LOS ANGELES -- Talks between the Screen Actors Guild and the movie studios broke down early Sunday, and the actors' union says it plans an education campaign to lead up to a strike authorization from its members.

Both sides said early Sunday that talks broke down at 1 a.m., two days after the group of the largest media companies and the predominate actors union started talking under the mediation of a federal referee.

The union issued a statement saying "now it's time for SAG members to stand united and empower the national negotiating committee to bargain with the strength of a possible work stoppage behind them."

SAG's statement said the 122,000-strong union "remains committed to avoiding a strike, but now more than ever we cannot allow our employers to experiment with our careers." The union is unhappy that the studios and producers are offering unfavorable terms on new media projects, such as Internet webisodes.

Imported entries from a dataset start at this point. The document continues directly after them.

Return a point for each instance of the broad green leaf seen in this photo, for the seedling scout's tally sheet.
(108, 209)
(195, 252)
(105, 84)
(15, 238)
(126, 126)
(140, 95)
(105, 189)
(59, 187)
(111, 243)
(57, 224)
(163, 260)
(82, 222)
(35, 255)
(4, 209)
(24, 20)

The Alliance of Motion Picture and Television Producers, which represents the major studios, blasted SAG as "the only major Hollywood guild that has failed to negotiate a labor deal in 2008.

"Now, SAG is bizarrely asking its members to bail out the failed negotiating strategy with a strike vote -- at a time of historic economic crisis," the AMPTP said in a statement. "The tone deafness of SAG is stunning."

Major studios in AMPTP include CBS/Viacom, MGM, NBC/Universal, News Corp./Fox, Paramount, Sony, Walt Disney and Warner Bros.

The union said it has not set a date for its members to vote on a strike authorization. Such a walkout would be the second major Hollywood strike in 13 months.

The Writers Guild strike that began Nov. 5 of last year cost the Southern California economy as much as $2 billion, according to economist Jack Kyser, before it ended after 100 days.